Meu avô se chamava Augusto Romulo — o que para mim soava mais como título nobiliárquico do que propriamente um nome. Como ele só tivera irmãs e não tinha filhos homens, temia que sua nobre linhagem se findasse com ele. Postulava, por isso, que meu irmão e eu mantivéssemos a descendência, legando o sobrenome para nossos filhos. Não deu. Ainda assim, Augusto viveu uns três anos de glória quando meus colegas de aula decidiram, nos tempos em que prevalecimento não era denominado bullying, me chamar de Romulo. Não só porque julgavam que Eduardo Romulo era nome próprio, pomposo e ridículo o bastante, como também por causa da história daquele cara que mamou na loba. Quinta série forever, sabe como é?
Mas eu nem me importava tanto. Primeiro, porque aquilo enchia meu avô de alegria (e falsas esperanças). Segundo, porque sempre gostei da sonoridade do nome. E por fim porque Rômulo não havia só mamado na loba: depois de matar seu irmão Remo, ele simplesmente fundou Roma. E embora eu fosse fanático pelo Egito Antigo durante a infância, Roma nunca deixou de ocupar lugar de destaque em meu imaginário juvenil. E quando a história dos dois maiores impérios se fundiu — por meio de Júlio César, Cleópatra e Marco Antônio (sem falar em Shakespeare) —, passei a ter ainda mais orgulho da loba.

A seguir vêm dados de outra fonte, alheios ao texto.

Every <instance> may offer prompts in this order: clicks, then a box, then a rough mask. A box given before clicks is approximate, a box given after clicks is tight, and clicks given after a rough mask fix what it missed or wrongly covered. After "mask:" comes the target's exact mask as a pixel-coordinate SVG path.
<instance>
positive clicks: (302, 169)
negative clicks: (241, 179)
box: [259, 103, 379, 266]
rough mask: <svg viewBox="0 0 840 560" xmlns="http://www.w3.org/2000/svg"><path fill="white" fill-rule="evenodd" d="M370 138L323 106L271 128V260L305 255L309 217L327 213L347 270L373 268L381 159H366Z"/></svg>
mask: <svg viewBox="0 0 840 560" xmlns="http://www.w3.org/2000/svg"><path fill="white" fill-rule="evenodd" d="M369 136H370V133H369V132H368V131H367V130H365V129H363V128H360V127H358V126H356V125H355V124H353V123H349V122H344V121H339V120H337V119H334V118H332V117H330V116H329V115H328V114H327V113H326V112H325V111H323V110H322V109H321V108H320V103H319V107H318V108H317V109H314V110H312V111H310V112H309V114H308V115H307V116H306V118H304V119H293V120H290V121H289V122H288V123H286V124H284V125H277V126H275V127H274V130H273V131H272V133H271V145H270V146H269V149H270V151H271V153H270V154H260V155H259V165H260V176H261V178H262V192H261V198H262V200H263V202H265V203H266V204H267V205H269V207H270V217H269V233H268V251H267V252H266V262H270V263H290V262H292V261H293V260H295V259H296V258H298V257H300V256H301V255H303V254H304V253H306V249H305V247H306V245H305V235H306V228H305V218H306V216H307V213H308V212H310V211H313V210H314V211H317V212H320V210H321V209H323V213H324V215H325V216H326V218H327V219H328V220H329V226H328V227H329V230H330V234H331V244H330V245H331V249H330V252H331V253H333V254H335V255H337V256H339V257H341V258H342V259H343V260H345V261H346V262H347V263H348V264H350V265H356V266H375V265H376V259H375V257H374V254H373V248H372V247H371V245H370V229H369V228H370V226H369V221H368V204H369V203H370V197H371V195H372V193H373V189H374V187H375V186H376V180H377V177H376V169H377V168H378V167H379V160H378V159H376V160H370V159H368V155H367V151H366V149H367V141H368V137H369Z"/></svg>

E saber que a história de Rômulo fora contada e recontada por Virgílio, Ovídio, Tito Lívio e Plutarco também ajudava, né?

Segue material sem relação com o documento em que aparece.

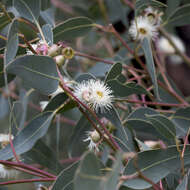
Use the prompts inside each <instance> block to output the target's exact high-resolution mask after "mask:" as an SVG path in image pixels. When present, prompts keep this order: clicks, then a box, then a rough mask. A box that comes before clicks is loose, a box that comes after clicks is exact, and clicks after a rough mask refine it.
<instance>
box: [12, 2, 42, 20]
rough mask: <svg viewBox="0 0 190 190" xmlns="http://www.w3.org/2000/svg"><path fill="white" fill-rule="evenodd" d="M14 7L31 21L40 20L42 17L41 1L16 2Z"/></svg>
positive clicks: (20, 12)
mask: <svg viewBox="0 0 190 190" xmlns="http://www.w3.org/2000/svg"><path fill="white" fill-rule="evenodd" d="M13 6H14V7H15V8H16V10H17V11H18V12H19V14H20V16H21V17H24V18H26V19H28V20H30V21H33V19H34V18H35V19H36V20H38V17H39V15H40V7H41V0H32V1H31V0H14V1H13Z"/></svg>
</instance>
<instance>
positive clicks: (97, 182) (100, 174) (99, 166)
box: [74, 152, 102, 190]
mask: <svg viewBox="0 0 190 190" xmlns="http://www.w3.org/2000/svg"><path fill="white" fill-rule="evenodd" d="M101 177H102V176H101V173H100V164H99V160H98V159H97V158H96V156H95V155H94V154H93V153H91V152H88V153H86V154H85V155H84V156H83V158H82V160H81V162H80V165H79V167H78V169H77V171H76V173H75V177H74V190H86V189H89V187H90V189H91V190H100V189H101V188H100V183H101Z"/></svg>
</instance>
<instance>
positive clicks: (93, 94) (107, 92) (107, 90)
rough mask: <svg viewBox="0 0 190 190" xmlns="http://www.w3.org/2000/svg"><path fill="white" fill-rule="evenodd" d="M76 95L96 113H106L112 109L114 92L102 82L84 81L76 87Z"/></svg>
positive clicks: (98, 80)
mask: <svg viewBox="0 0 190 190" xmlns="http://www.w3.org/2000/svg"><path fill="white" fill-rule="evenodd" d="M74 95H75V96H76V97H77V98H78V99H79V100H80V101H82V102H83V103H85V104H86V105H88V106H89V107H90V108H92V109H93V110H94V111H96V112H99V111H100V112H101V113H103V112H105V111H106V110H109V109H110V108H111V107H112V101H113V95H112V90H111V89H110V88H109V87H108V86H107V85H105V84H104V82H102V81H100V80H94V79H91V80H88V81H83V82H82V83H79V84H78V85H76V87H75V89H74Z"/></svg>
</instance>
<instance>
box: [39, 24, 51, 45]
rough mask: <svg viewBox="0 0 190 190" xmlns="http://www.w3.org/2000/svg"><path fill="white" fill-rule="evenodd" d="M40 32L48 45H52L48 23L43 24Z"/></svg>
mask: <svg viewBox="0 0 190 190" xmlns="http://www.w3.org/2000/svg"><path fill="white" fill-rule="evenodd" d="M42 32H43V34H44V37H45V39H46V42H47V43H48V45H50V46H51V45H53V31H52V28H51V26H50V25H49V24H46V25H43V27H42Z"/></svg>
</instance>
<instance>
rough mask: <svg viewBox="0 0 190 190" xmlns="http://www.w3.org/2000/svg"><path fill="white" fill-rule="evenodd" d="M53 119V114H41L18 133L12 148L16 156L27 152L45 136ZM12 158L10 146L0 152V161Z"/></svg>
mask: <svg viewBox="0 0 190 190" xmlns="http://www.w3.org/2000/svg"><path fill="white" fill-rule="evenodd" d="M53 117H54V113H52V112H45V113H42V114H40V115H38V116H37V117H36V118H34V119H33V120H32V121H31V122H30V123H29V124H28V125H27V126H26V127H25V128H24V129H22V130H21V131H20V132H19V134H18V135H17V136H16V137H15V138H14V140H13V146H14V148H15V151H16V154H17V155H20V154H23V153H25V152H27V151H29V150H30V149H31V148H32V147H33V146H34V144H35V143H36V141H37V140H38V139H40V138H41V137H43V136H44V135H45V134H46V132H47V130H48V128H49V126H50V124H51V121H52V119H53ZM13 157H14V155H13V152H12V149H11V146H10V144H9V145H7V146H6V147H5V148H4V149H1V150H0V160H8V159H11V158H13Z"/></svg>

Os vínculos estreitaram-se ainda mais quando descobri que a lenda de Rômulo havia tomado impulso justo sob Augusto (não o meu avô; o outro, o primeiro imperador, que governou de 27 a.C. a 14 d.C.). Augusto e Rômulo — ah, essa dupla soava como música para mim. Até porque dentre as fabulosas frases cunhadas sobre a Cidade Eterna, uma delas é do xará do vovô: "Encontrei Roma uma cidade de tijolos; deixei-a uma cidade de mármore". Séculos depois, Giotto ecoaria: "Roma é a cidade das ilusões e da nostalgia; Roma é a cidade dos ecos mais ressonantes". Para Byron, Roma era a "cidade da alma" e para o ator Alberto Sordi "um museu em plena sala de estar, onde é recomendável andar na ponta dos pés antes de derrubar um vaso de dois mil anos..."

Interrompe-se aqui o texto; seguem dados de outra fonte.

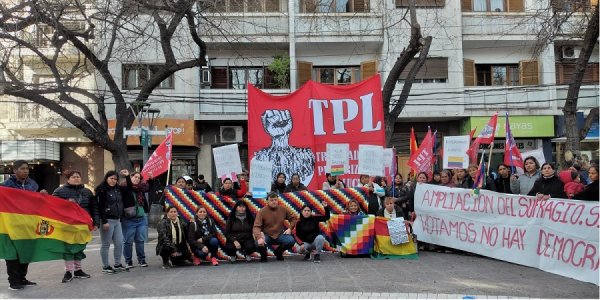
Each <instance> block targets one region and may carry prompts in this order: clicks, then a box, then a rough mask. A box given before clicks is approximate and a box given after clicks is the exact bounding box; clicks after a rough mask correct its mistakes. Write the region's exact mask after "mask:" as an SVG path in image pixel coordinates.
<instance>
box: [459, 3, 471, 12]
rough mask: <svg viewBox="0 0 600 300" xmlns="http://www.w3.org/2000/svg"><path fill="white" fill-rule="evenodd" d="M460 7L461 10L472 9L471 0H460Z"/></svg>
mask: <svg viewBox="0 0 600 300" xmlns="http://www.w3.org/2000/svg"><path fill="white" fill-rule="evenodd" d="M460 8H461V9H462V11H473V4H472V3H471V0H460Z"/></svg>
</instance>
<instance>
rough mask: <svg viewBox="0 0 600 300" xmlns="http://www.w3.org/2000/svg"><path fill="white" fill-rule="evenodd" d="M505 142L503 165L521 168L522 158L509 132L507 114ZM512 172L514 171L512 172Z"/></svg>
mask: <svg viewBox="0 0 600 300" xmlns="http://www.w3.org/2000/svg"><path fill="white" fill-rule="evenodd" d="M505 126H506V127H505V129H506V141H505V142H504V164H506V165H508V166H511V168H512V167H519V168H523V157H522V156H521V152H519V149H518V148H517V144H516V143H515V139H514V137H513V136H512V132H511V131H510V125H509V123H508V112H506V125H505ZM513 172H514V170H513Z"/></svg>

Tem mais, é claro. "Tolo é aquele que acha que conhece o mundo, mas não conhece Roma", asseverou o grande Petrarca. E aí estão a Roma de Fellini, a cidade aberta de Rossellini, a grande beleza de Sorrentino, a Mama Roma, de Pasolini e tantas cenas outras. Mas para mim nada desvenda a cidade melhor do que a galhofa corrosiva urdida por Petrônio em Satíricon.
Nesse exato instante eu deveria estar em Roma, festejando meu aniversário ao modo de Petrônio. Mas testei positivo antes do embarque. Terá sido vingança de Remo ou praga do pessoal da 5ª série? Ou será que o velho Augusto ainda não me perdoou?